Fiona’s test came back as negative, and rather than prescribe antibiotics, the GP questioned whether Fiona might just be stressed.

‘They asked me if I was having problems at work or if my relationship with my boyfriend, James, was on the rocks,’ Fiona says.

She had to go home and put up with her pain, but the symptoms only worsened.

In six months, Fiona returned to her surgery five times each time she saw a different GP who did another urine test, and each time the result was negative.

‘By then my urinary tract felt raw and I couldn’t sleep at night,’ says Fiona. ‘I was throwing up several times a day, and my stomach was swollen with the inflammation in my bladder.’

But because of the test results, her GPs refused to believe she had a UTI.

What she didn’t know was that the validity of these tests had been under scrutiny for years.

There are two standard tests given by GPs to women who have a suspected UTI. One is the dipstick test Fiona had, the other involves the urine sample being sent to a laboratory for testing.
Yet since the early Nineties, various studies have shown that a substantial number of women with a UTI will be found to have no evidence of a bacterial infection.

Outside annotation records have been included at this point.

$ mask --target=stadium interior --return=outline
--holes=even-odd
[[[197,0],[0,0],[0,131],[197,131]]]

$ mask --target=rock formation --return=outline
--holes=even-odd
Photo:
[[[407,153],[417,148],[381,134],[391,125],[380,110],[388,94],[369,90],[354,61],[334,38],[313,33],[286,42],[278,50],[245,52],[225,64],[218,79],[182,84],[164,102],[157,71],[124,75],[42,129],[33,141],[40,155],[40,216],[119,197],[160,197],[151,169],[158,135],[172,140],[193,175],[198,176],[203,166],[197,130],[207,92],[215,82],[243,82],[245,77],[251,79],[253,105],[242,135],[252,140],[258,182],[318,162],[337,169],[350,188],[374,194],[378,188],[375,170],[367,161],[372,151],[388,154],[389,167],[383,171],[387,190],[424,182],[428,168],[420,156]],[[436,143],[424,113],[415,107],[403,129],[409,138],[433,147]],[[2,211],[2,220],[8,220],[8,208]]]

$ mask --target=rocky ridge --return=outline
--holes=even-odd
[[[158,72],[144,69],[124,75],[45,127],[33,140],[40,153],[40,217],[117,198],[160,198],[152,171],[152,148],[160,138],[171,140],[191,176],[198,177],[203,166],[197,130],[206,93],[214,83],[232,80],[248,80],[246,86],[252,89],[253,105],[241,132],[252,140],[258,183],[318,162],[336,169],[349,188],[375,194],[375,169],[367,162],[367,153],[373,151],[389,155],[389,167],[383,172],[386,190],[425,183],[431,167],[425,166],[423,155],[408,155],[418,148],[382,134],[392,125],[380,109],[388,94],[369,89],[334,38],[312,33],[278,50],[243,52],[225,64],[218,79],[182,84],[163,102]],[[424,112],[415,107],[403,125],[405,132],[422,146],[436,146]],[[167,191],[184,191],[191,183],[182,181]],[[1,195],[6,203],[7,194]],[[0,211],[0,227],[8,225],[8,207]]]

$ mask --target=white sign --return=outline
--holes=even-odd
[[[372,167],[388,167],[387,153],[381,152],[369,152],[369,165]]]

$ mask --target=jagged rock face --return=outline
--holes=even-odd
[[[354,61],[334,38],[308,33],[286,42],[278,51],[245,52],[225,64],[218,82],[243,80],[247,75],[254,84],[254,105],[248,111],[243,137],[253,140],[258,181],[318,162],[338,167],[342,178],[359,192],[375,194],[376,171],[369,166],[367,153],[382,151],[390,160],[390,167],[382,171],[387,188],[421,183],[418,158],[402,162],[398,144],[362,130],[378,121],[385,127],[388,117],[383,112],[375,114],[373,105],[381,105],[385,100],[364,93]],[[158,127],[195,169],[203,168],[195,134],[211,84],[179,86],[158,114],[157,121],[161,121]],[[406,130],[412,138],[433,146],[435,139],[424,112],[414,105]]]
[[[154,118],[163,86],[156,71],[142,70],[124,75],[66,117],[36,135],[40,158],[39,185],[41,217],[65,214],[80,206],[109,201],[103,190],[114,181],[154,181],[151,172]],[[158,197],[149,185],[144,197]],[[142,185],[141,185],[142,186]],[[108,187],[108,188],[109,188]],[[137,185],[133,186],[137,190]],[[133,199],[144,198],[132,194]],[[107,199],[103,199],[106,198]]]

A new study has highlighted the scale of the problem.
Published in April in the journal Clinical Microbiology and Infection, it found that while one in five of 220 women with UTI symptoms, such as burning pain on urination and the need to urinate frequently, had a negative result from a standard urine test, almost every woman in the group (98 percent) was diagnosed with a bacterial infection when the samples were subjected to a more advanced technique.

Known as quantitative PCR (polymerase chain reaction), it’s designed to spot tiny quantities of bacterial DNA. The test, however, is not widely available and is currently used only for research.

‘The message for doctors is that if a woman has typical urinary symptoms, she has a UTI. There is nothing more to explore,’ says lead researcher Dr Stefan Heytens of the Department of Family Medicine at the University of Ghent in Belgium.

Around four million British women develop a UTI every year, most frequently cystitis, an infection of the bladder. Women are more at risk because they have a shorter urethra and so there is a shorter distance for bacteria to travel to reach the bladder.

UTI symptoms account for one in 20 women’s GP appointments and a significant proportion of the 65 million urine specimens collected every year in the NHS.

Patients with mild to moderate symptoms are sometimes advised to take ibuprofen and let the infection get better on its own. Doctors can also prescribe an antibiotic without testing.